The Browns led the league by a wide margin in cap carryover from 2022, Field Yates of ESPN.com tweets. Cleveland carried over $27.6MM in cap space. The Browns paced the league in cap space throughout the 2022 season, bracing for the Deshaun Watson contract’s spike. As of now, Watson’s cap figure will balloon from $9.4MM to $54.9MM. No NFL player has ever played a season on a cap number higher than $45MM.

The Panthers, Broncos, Bears and Raiders rounded out the top five in carryover dollars, ranging from $10.8MM to $6.7MM. Chicago ate considerable dead money via the Khalil Mack and Robert Quinn trades. The rebuilding team is still paying most of Quinn’s salary, doing so in order to secure a better draft pick from the Eagles. The Bears will have quite the opportunity to bolster their roster in Ryan Poles‘ second year in charge, leading the league by a massive margin and holding the No. 1 overall pick. The Falcons still have $12MM-plus in Deion Jones dead money on their 2023 payroll, but the team is rid of Matt Ryan‘s record-setting dead-cap hit ($40MM).

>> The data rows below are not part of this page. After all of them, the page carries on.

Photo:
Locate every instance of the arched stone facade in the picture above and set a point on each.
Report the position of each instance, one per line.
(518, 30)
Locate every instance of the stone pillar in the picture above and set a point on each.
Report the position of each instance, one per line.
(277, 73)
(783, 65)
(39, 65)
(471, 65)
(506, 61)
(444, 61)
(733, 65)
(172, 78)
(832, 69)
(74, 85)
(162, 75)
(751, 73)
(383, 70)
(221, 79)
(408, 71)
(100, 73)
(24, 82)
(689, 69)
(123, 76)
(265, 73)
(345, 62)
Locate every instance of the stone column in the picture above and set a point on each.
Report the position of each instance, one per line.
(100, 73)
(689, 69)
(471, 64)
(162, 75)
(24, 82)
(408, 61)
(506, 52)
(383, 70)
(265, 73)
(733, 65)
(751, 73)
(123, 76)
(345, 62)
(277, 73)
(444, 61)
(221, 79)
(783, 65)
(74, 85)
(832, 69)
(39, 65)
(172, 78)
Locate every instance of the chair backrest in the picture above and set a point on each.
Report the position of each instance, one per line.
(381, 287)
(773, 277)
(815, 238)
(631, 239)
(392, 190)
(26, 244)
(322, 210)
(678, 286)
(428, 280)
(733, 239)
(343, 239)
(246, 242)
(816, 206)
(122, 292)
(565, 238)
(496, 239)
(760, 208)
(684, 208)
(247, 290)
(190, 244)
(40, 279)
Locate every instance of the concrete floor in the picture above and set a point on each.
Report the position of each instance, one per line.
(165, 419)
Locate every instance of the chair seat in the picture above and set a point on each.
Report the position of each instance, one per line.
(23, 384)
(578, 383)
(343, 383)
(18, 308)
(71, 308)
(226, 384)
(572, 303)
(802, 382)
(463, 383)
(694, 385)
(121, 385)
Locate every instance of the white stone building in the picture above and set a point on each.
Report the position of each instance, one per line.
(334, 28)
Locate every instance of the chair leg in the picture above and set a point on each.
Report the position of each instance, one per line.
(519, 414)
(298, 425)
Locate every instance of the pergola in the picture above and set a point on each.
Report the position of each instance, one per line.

Baltimore will have a major decision to make in the coming weeks. GM Eric DeCosta said he has not decided if the team will place the exclusive or nonexclusive tag on Lamar Jackson. Even the nonexclusive number — $32.42MM — will dramatically change the Ravens’ budget ahead of free agency. The exclusive tag, which prevents other teams from submitting an offer sheet to Jackson, is expected to come in just north of $45MM.